I'll answer, Skidmark. After mulling it a bit I am going to try to explain how I got from "there" to today...
About 8 years ago CC had recently passed in MO and I survived the cancer that killed my little brother and nearly killed one of my best friends. We had some crime issues in my neck of the woods and I decided that I wasn't going to now be taken out by some criminal. I bought a modern semi-auto appropriate for carry and signed up for the next CC class I could which was a few months away.
I went to the range and carried at home, in the car (legal here) and in my offices. I carried condition 3 getting use to the idea of carrying and got some range time. I started thinking through scenarios of actually using my sidearm for self-defense. At first it was more about the tactics of using it - practicing draws, dry fire exercises, etc. But over the weeks it started being more about would I use it. I started thinking about that a lot and Clint Eastwood's line from Unforgiven kept coming to mind, "It's a helluva thing to kill a man. Take away everything he has and everything he's ever gonna have," or something close to that.

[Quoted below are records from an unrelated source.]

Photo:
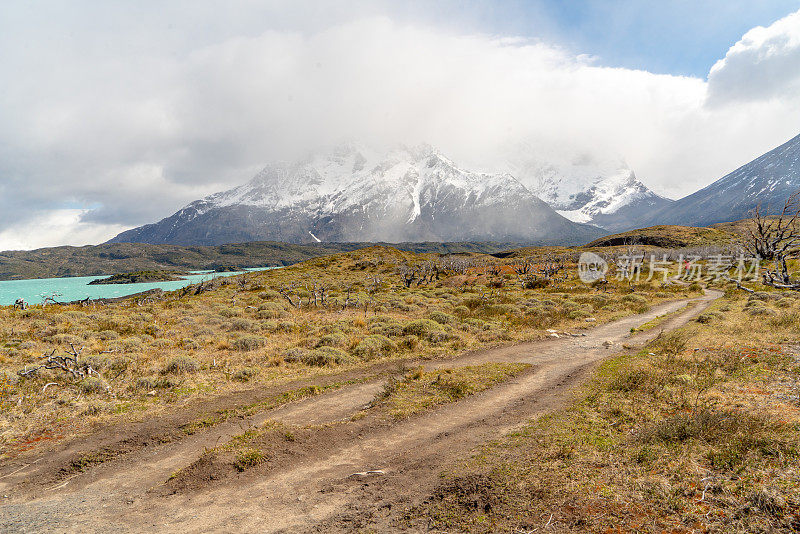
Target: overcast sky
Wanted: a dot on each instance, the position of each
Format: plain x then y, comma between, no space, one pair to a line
115,114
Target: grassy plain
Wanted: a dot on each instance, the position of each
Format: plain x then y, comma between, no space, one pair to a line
342,313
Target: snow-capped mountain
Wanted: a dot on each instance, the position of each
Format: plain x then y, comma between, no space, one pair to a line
583,186
767,180
353,193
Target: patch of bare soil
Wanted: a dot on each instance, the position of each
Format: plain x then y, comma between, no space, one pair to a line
343,477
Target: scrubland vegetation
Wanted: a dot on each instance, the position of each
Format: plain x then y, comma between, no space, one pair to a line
138,358
697,432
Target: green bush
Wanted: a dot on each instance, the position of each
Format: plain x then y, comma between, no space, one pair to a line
441,317
91,384
181,365
332,340
374,346
327,356
425,329
245,374
242,325
271,310
248,343
392,329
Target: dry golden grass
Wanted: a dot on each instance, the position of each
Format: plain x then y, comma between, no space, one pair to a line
698,432
150,356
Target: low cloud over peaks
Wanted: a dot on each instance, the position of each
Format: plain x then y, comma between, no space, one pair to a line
130,132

I took the CC class and immediately signed up for more advanced courses. At some point I decided that yes, I was willing to take a life to save a life. It wasn't a quick decision and it wasn't any one thing that cinched it. At some point I had to make a decision - either I was going to be willing to use lethal force in which case I would carry daily or I wasn't, in which case there was no point in carrying. I looked at the world, my responsibilities in it to my family and employees, and decided that I am willing to use lethal force to defend myself and those I care about.
All in all it was a decision I thought about for maybe 3 months with a sidearm nearby reminding me of the reality of the thing. Since I decided, I have not regretted nor had reason to question it. Certainly there are details of it that have come up that have required further examination, such as in the thread about hesitating to use lethal force for self-defense if the bad guy were a child.
Eight years of daily carry later and I still think of that movie line and I still hope I never have to make that decision, however, I am as at peace about it as I think I can be having never had to face the realities of that decision.